The lungs are protected by the ribcage which also contains the muscles that control your breathing. In asthma patients the airways are over sensitive and easily get irritated by certain triggers called asthmatic triggers. Most people with asthma are describes as atopic. Atopic refers to an allergic type of reaction experienced by asthma patients to external triggers. External triggers can be house dust mites, pollen, cigarette smoke, animal fur and chest infections.
However for some people the onset of asthma is unpredictable and may be caused by anxiety, stress or laughter. An asthmatic trigger causes the airway walls to swell and the muscles around the airways to contract. The airways narrow and breathing through them produces a whistling sound called wheezing.
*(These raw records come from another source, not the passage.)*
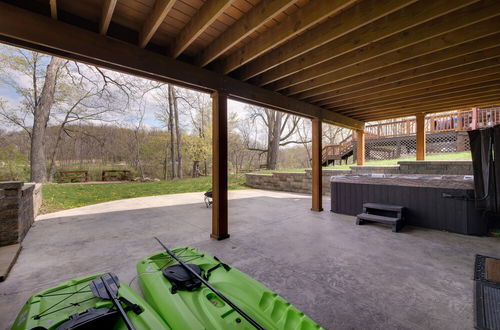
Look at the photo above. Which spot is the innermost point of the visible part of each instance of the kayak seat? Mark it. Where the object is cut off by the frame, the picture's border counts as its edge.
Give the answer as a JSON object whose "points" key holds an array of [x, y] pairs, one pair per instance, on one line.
{"points": [[103, 318], [181, 279]]}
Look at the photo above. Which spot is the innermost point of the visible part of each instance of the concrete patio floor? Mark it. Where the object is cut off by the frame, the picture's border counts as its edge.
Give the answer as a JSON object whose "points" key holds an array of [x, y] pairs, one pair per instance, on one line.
{"points": [[342, 275]]}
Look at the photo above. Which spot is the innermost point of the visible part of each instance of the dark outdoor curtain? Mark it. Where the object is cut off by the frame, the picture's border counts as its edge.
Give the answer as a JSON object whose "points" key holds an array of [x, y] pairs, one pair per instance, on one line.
{"points": [[485, 149]]}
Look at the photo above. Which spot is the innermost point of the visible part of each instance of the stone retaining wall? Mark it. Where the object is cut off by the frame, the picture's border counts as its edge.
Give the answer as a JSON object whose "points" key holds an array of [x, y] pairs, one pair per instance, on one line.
{"points": [[301, 181], [19, 204], [456, 167]]}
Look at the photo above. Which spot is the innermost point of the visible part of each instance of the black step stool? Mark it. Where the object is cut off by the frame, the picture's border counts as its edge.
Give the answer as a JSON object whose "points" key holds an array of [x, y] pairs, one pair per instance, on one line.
{"points": [[382, 213]]}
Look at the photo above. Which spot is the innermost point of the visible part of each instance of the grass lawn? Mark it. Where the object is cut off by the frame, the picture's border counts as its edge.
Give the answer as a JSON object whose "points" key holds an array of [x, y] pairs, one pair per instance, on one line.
{"points": [[446, 156], [58, 197]]}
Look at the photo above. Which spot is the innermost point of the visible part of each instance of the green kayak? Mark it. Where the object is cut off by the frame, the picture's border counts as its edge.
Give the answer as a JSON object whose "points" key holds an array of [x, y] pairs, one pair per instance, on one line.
{"points": [[75, 305], [185, 303]]}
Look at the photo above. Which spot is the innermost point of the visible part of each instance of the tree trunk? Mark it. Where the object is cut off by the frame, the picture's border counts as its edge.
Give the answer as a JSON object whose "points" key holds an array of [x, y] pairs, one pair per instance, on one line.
{"points": [[274, 143], [171, 129], [40, 120], [178, 140], [196, 169]]}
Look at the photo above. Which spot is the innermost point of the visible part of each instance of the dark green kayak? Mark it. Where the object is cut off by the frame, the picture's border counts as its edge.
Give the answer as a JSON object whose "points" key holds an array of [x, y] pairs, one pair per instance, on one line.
{"points": [[185, 303], [75, 305]]}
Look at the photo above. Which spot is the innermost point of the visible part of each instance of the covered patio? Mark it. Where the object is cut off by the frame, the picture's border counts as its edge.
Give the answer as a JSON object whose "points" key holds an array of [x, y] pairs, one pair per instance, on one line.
{"points": [[342, 275], [341, 62]]}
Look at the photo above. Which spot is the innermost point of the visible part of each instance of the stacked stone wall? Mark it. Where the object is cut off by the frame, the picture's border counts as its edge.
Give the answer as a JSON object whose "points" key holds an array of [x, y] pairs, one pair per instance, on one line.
{"points": [[301, 181]]}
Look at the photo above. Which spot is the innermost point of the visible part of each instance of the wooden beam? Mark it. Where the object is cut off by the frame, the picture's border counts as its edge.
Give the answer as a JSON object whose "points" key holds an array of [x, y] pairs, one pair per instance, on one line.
{"points": [[420, 136], [156, 17], [53, 9], [428, 63], [394, 23], [422, 39], [255, 18], [198, 24], [317, 176], [360, 147], [219, 167], [30, 30], [352, 18], [108, 7], [312, 13], [462, 79], [482, 100]]}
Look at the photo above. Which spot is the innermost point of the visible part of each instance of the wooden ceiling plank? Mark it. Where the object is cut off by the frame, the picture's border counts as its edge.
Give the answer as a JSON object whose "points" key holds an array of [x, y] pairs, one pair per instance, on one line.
{"points": [[482, 85], [447, 58], [413, 51], [53, 9], [207, 14], [160, 10], [440, 102], [309, 15], [474, 67], [395, 24], [345, 22], [27, 29], [108, 8], [241, 29], [324, 63]]}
Mucous is produced from the lining of the airways which clogs up the narrow airways further and causes coughing. This condition makes normal breathing more difficult producing symptoms of asthma that can be mild, moderate or severe and life threatening. In such severe cases hospital treatment is required.
The narrowing of the airways is reversible, if the trigger is removed or if the inflammation is treated medically. Therefore preventive treatment is used and can be managed by the patient themselves. An acute asthma attack required medical intervention, but the type of intervention depends on the type of severity of the attack.